萬古焼の始まりとされる古萬古の作品には、現在の萬古焼急須の原点ともいえる、赤絵を施した盛盞瓶(せいさんびん)があります。江戸時代後期から明治時代にかけ四日市の垂坂山で出土されたきめ細かい陶土は木で型を採る急須に適していて、様々な急須や土鍋が作られました。明治時代には、その土が採れなくなり、現在の紫泥急須に繋がる鉄分を多く含む赤土を利用した急須作りが広まりました。

 

歴史と開発 2

大正、昭和には煎茶をみんなが飲むようになり、ロクロを使って沢山の急須が作られ全国で販売されました。戦後は機械ロクロ成形や鋳込み(いこみ)[現在 ばんこの里会館にて展示]による生産が盛んになりました。また手入れの楽なステンレスの茶漉しを取り付けることが多くなりました。昭和54年、200年以上継続している国の伝統工芸品の指定を受けました。

 

特徴

萬古焼の代表である紫泥の急須は、鉄分の多くを含む粘土を還元という焼き方で焼かれた焼き物で紫褐色になります。
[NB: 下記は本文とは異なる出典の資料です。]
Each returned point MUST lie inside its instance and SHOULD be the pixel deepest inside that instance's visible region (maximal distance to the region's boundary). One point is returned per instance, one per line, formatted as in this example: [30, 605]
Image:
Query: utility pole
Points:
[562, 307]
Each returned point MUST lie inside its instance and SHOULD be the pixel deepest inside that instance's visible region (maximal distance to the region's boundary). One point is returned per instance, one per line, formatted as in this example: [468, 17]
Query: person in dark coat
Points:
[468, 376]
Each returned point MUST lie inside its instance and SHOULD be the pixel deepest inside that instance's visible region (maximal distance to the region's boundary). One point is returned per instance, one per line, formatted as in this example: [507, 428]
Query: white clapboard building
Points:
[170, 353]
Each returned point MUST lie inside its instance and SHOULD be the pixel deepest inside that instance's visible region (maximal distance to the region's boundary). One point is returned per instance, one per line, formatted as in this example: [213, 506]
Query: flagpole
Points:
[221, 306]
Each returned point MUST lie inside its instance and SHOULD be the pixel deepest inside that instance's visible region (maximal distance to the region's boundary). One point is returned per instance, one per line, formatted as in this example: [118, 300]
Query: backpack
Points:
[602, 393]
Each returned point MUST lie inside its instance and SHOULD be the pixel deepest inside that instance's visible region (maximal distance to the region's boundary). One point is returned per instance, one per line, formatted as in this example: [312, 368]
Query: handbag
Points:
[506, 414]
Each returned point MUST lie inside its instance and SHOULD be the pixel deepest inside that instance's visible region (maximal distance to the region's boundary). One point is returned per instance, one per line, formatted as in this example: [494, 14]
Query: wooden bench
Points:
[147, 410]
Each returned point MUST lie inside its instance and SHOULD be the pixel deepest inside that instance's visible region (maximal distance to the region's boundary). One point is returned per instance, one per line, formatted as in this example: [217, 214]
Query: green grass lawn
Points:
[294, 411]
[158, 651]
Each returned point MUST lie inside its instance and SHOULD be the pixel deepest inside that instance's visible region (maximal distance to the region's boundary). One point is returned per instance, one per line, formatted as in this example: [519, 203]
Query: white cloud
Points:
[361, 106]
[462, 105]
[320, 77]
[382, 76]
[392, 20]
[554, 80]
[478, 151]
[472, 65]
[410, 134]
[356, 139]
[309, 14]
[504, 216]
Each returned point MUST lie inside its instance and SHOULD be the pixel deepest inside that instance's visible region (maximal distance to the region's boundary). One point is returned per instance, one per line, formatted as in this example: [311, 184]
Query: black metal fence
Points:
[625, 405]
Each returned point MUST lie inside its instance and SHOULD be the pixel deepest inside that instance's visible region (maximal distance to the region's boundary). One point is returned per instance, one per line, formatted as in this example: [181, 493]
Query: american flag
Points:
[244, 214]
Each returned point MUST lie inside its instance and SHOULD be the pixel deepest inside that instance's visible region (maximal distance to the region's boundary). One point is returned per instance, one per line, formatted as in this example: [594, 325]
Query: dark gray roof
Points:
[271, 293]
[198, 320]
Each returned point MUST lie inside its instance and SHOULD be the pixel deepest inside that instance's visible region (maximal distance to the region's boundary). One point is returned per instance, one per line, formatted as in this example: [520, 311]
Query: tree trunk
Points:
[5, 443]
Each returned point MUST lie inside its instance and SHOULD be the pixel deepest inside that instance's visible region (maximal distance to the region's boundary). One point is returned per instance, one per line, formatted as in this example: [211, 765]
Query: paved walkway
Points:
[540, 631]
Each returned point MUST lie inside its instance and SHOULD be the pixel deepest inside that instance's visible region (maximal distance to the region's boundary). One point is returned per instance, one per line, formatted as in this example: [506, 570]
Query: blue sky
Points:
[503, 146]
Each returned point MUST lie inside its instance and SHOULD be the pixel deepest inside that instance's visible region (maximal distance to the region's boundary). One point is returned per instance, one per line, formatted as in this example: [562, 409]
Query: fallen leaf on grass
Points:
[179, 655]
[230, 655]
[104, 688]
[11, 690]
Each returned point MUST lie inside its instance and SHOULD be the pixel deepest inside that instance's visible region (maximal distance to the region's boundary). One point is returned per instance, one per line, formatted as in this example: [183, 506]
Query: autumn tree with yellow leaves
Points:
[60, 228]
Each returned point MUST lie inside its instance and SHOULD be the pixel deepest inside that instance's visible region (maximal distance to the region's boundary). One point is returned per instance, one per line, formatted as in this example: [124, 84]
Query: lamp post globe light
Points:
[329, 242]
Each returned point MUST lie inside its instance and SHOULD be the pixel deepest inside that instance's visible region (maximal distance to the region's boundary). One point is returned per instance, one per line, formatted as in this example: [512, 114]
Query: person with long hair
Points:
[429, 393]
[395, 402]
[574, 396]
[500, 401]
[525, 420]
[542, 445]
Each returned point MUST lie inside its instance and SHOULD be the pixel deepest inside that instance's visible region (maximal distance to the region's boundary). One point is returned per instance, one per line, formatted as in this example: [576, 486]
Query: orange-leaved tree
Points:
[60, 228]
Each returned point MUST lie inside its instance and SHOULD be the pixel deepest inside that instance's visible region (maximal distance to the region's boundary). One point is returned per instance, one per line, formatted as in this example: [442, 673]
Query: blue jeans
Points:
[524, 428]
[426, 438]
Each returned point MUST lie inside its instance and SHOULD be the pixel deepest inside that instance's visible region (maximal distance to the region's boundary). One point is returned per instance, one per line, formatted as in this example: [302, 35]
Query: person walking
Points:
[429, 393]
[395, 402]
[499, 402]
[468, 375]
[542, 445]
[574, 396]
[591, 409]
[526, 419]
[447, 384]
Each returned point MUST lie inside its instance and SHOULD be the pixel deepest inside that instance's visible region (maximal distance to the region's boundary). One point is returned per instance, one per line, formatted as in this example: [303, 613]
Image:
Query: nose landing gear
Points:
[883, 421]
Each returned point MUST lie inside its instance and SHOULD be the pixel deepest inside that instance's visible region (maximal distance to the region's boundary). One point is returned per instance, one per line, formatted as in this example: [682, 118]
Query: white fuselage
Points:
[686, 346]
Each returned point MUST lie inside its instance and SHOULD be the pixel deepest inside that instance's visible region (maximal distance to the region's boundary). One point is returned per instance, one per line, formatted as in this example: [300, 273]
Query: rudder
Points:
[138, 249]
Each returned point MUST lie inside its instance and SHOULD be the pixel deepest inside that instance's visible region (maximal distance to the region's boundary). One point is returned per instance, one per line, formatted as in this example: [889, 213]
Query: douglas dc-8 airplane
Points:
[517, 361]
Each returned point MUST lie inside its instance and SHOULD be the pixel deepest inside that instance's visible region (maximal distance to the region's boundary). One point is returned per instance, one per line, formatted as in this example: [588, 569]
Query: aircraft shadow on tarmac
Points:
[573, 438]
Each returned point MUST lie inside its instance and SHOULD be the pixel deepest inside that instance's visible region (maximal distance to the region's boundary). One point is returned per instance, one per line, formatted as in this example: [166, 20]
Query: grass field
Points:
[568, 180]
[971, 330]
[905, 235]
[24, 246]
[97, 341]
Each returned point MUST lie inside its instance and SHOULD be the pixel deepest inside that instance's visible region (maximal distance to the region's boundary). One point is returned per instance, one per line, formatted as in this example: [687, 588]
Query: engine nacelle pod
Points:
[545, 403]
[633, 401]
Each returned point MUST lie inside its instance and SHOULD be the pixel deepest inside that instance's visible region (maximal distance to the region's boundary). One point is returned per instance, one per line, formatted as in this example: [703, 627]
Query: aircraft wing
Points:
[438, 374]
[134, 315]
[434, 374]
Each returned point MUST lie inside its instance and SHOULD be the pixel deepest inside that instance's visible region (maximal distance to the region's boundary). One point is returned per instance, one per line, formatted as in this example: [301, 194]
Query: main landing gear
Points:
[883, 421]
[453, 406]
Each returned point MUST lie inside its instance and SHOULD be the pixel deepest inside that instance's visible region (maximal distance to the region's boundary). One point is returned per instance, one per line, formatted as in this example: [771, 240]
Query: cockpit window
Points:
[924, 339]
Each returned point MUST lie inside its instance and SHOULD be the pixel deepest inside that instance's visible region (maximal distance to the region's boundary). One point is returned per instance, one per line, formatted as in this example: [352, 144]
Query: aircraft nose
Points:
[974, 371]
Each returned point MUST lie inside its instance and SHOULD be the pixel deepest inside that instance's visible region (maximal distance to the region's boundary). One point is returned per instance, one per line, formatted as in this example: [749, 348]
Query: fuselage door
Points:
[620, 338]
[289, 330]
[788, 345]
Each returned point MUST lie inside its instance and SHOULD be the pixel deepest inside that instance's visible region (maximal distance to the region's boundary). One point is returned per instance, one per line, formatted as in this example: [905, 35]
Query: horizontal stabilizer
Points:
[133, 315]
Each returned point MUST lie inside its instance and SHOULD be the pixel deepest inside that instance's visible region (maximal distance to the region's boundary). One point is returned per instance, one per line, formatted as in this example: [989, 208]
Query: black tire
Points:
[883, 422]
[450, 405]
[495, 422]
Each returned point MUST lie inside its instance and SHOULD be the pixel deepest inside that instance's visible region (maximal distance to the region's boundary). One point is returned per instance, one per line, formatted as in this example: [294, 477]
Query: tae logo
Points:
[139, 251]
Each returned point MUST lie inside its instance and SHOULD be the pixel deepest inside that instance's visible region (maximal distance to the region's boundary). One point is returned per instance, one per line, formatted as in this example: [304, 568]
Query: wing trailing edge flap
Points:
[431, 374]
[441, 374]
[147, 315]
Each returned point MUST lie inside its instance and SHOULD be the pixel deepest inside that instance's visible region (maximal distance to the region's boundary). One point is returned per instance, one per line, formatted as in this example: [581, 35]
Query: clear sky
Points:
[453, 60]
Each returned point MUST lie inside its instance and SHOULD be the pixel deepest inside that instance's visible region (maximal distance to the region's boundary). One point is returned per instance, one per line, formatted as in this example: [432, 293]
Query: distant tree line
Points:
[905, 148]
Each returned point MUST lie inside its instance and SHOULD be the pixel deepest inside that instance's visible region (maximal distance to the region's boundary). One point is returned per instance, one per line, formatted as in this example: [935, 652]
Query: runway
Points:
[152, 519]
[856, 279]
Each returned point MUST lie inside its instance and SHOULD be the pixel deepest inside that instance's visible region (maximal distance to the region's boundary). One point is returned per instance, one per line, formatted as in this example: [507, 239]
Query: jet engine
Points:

お茶の成分を程よく吸着してうまみ成分を活かす、緑茶には最高の器です。使うほどに色艶が出て光沢が出ます。

 

還元焼成とは?

萬古焼の紫泥の急須は、窯内の酸素を送らないようにして焼く「還元焼成」で焼きます。約1200度で焼きます。還元焼成の間に、酸化第二鉄が還元され、酸化第一鉄や四三酸化鉄となり紫褐色を呈します。[還元は中学二年生で学びます]さらに詳しくいうと、酸素を含む物質(酸化物)から酸素が取り除かれる反応のことです。

 

急須の茶漉し網の種類

陶製茶こし・サークル網・かご網・丸網・平網・ポコ網・ベンリー網・まるっと・オーバルなど

 

急須の製造方法

ロクロ手挽き成形・水コテ成形・排泥鋳込み(はいでいいこみ)成形・木型による成形

 

萬古焼の急須でお茶を飲むとなぜ美味しいの?

萬古急須を作る赤土には、多くに鉄分が含まれています。緑茶の主成分は渋味15%、苦み2〜3%、うま味1〜3%、甘み2〜4%、他ビタミン、ミネラル、香り成分で構成されています。お茶の成分の中のタンニンは金属イオンと反応しやすいので、鉄イオンと反応して水に溶けない物質に変え、美味しくなる味の要素を助けます。湯の中の鉄分はタンニンと共に器にくっついてうま味を保つ助けをしています。

 

良い急須の選び方

急須本体と蓋を合わせてガタつきの無い「すり合わせ」が良いものを選びましょう。なぜかというと、余計な空気が入らず、お茶の香りや味を楽しめるからです。また、急須を傾けてもお茶がもれないので、最後の一滴まで、注ぐことができるからです。

 

萬古のご褒美「急須の虹彩色」

萬古の急須はしばらく使うと虹のような光彩色があらわれます。茶渋により光の波長と同じ薄い膜ができるからです。(シャボン玉と同じ原理)急須をさらに使うと目立たなくなりますが、虹彩色は、急須を大切に長く使ったご褒美と言われています。

 

急須は生きている?

焼き物は丁寧に永く使い込むと「育つ」と言われています。使う事で、うるおいと艶が増し、味わいが出ます。お家で眠っている急須で、一度ゆっくり家族でお茶の時間を楽しんでみてはいかがでしょうか?気分を落ち着かせホッとし、身も心も癒してくれます。

 

 

 

これが、急須新聞 第一号版です。果たして、第2号はいかにいたしましようか、課題です。